Uno se prepara para viajar a ese otro país y se dice: "Los franceses son expertos en moda, por lo tanto, hay que llevar ropa de buena apariencia". Y, ya allá, llega el golpe. Mejor dicho: el tufo de la realidad.
— Esta de talla 17, ¿tiene bolsa o no?
—Sí, señor, incluso ahí es donde trae bordada la marca.
— ¿La tiene en 34 - 35?
— Deje ver si hay una en bodega.
— Gracias.
Antes de ir para allá, me dijeron que me pusiera en contacto con una profesora de la escuela destino para informarme de horarios, posibilidades de hospedaje, clima, la escuela y códigos de etiqueta del instituto. Alguien en los enredos y papeleos interculturales consideró importante mencionar eso de los códigos de etiqueta. Quizá ese alguien ha de pensar que la gente en México no se arregla lo suficiente como para Francia.
Mientras no fuera una obligación el usar un uniforme con un letrero enorme de la palabra "Assistant", todo iría bien . Como ya traigo el pasaporte en la jeta, usar otro distintivo ya sería redundante. Pero eso de los códigos de vestimenta se solucionó cuando la maestra me respondió. No andaría de botarga en la escuela, pero "todos venimos formal". Así que llené la maleta con corbatas, un saco, un traje completo y, además de las camisas que ya tenía, fui a comprar otra por si alguna situación fiestera o accidentera ameritara usar una que se viera nueva.

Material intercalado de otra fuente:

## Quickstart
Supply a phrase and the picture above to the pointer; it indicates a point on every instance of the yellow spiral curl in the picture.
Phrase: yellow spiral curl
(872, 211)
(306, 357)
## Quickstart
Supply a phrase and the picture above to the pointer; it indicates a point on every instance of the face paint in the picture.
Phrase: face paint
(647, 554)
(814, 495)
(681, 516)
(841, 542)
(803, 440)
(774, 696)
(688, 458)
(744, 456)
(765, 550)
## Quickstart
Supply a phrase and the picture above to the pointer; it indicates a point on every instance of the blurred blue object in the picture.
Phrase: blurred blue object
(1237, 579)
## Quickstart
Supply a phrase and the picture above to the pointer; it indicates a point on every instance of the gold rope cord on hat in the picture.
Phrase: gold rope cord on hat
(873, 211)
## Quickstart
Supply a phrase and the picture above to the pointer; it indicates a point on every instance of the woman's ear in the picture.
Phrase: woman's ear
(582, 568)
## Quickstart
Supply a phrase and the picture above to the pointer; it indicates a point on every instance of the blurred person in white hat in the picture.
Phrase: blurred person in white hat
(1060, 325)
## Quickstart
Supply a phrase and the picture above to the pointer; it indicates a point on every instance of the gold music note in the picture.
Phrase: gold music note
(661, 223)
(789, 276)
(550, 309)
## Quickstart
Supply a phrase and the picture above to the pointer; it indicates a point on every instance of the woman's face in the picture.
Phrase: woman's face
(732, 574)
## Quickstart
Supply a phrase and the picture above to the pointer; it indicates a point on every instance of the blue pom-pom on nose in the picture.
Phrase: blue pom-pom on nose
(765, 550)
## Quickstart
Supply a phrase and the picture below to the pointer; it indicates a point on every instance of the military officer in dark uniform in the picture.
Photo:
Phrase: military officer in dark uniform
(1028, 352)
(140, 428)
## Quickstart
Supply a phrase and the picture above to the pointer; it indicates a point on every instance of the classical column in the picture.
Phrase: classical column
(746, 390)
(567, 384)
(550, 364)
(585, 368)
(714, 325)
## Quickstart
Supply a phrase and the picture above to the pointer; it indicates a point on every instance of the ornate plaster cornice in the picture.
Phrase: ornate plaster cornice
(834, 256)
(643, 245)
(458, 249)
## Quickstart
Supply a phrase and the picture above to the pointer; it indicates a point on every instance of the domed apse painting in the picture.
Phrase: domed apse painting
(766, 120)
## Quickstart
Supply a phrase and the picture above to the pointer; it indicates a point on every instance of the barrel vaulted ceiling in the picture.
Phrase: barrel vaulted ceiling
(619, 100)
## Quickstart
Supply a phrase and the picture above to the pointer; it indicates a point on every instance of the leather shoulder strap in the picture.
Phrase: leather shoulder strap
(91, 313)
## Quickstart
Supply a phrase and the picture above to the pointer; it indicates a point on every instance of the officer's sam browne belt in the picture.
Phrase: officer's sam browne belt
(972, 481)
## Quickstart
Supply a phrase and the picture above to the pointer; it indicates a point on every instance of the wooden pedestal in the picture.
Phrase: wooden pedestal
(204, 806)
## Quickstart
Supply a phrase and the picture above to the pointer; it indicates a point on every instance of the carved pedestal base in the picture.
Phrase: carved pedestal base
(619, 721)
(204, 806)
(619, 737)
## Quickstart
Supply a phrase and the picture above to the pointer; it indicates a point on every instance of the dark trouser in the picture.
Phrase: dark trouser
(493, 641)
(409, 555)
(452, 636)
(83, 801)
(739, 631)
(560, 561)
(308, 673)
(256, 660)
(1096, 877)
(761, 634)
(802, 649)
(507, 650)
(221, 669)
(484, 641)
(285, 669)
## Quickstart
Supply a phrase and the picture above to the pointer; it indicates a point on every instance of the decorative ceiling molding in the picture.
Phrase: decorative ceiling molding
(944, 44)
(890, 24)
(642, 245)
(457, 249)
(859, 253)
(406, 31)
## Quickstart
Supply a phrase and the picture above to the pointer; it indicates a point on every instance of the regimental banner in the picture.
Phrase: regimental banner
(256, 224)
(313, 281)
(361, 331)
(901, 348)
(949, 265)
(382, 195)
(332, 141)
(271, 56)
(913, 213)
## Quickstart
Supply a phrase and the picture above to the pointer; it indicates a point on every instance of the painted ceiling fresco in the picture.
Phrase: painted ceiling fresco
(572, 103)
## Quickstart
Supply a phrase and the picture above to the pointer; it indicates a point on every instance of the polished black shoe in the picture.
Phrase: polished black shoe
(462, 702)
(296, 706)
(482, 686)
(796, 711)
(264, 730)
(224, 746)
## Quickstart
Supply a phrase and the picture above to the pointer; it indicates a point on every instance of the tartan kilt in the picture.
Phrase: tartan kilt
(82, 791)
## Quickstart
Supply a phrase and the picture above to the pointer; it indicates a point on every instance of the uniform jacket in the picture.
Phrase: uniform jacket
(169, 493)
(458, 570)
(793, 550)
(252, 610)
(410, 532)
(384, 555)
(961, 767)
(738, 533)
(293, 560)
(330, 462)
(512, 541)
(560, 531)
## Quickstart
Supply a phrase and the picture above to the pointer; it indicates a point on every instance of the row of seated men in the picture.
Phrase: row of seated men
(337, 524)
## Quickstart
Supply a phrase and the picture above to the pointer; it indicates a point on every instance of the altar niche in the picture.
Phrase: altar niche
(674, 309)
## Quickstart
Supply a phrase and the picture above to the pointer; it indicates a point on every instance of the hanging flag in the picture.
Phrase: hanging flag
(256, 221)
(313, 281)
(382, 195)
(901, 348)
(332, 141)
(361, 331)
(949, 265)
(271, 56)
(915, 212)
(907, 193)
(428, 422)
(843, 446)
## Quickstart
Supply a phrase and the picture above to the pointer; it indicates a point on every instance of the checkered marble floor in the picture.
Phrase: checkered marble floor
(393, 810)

Por lo menos en mi región, la concepción de la moda distaba de lo que México piensa de Francia. La gente no tiende a poner atención en su ropa a no ser que vayan a salir por la noche. En el metro se podía observar cómo ellos usaban y usaban la ropa y el mismo abrigo hasta que éstos se deshacían como chocolate corriente bajo sus axilas.
El pobre saco sólo fue usado cuando fui al teatro, las corbatas sólo me sirvieron para una competencia de ver quién se hacía más rápido el nudo; el traje y la camisa parecían destinados a regresar como vinieron.
Pero en una de las escuelas hubo una fiesta de maestros en donde el tema era arreglarse mucho y decorarse con brillitos y cosas brillantes. Así que, bajo el argumento de que llené la maleta con un kilo y medio más de ropa y la transporté con el extremo cuidado de que no se arrugara tanto, abrí el clóset y tomé el traje. Abrí el clóset, tomé el traje y la camisa. La camisa era nueva y, como estaba en mis planes usarla bajo un saco, decidí dejarla empacada hasta su uso, porque la había comprado en la sección de camisas con marca fina bordada en la bolsa. Era nueva y la iba a lucir en una ocasión especial para andar de tacuche. Pero como esa ocasión nunca llegó, la iba a usar como un simple disfraz de fiesta.
Muy probablemente, ellos también hacen este tipo de fiesta para que no se les apolille el closet. Además, insistieron en que fuera porque los profes de Dunkerque me prepararían manjares de su zona. Curiosamente, todo era cosas con crema, azúcar morena, cervezas, papas a la francesa, mejillones y decenas de pastelitos diferentes rellenos o elaborados con maroilles y algo similar al queso de puerco. Pero no está en el corazón de un mexicano negarse a un lugar con comida gratis.
El traje y la corbata combinaban muy bien con la camisa. Pero el aire a nueva debía durar lo más posible, por lo que esperé hasta el último momento para desempacarla. Vi dos problemas.
El primero fue que el empleado que me vendió la camisa no me había mentido, pues la camisa sí traía bolsa. Nomás que la traía aparte y yo tenía que coserla. No había tos. De todas maneras se puede usar. El segundo problema era que la maldita camisa traía un cartón rojo con la leyenda "lávese antes de usarse". Rojo. Podía ser blanco y advertir que nomás a uno se le iban a quedar pintados los brazos por una semana. Pero era rojo, como el que se pone en advertencias del tipo: "220V, no lamer ni cuando tenga escarcha".
Cerré el clóset.
Rendido y con una camisa nueva desempacada, por temor a morir como personaje de la nobleza envenenado con el tinte de la ropa, tomé otra que combinaba con la corbata y fui a cenar manjares apestosos.
Apenas hoy, al hurgar entre lo que no he usado en buen tiempo, ya cuando tal vez dejé la camisa en casa de alguien o tuve algún accidente que la dejó irreuperable, encuentro la pieza faltante. Es en estos momentos que me doy cuenta de que los finos también lloran.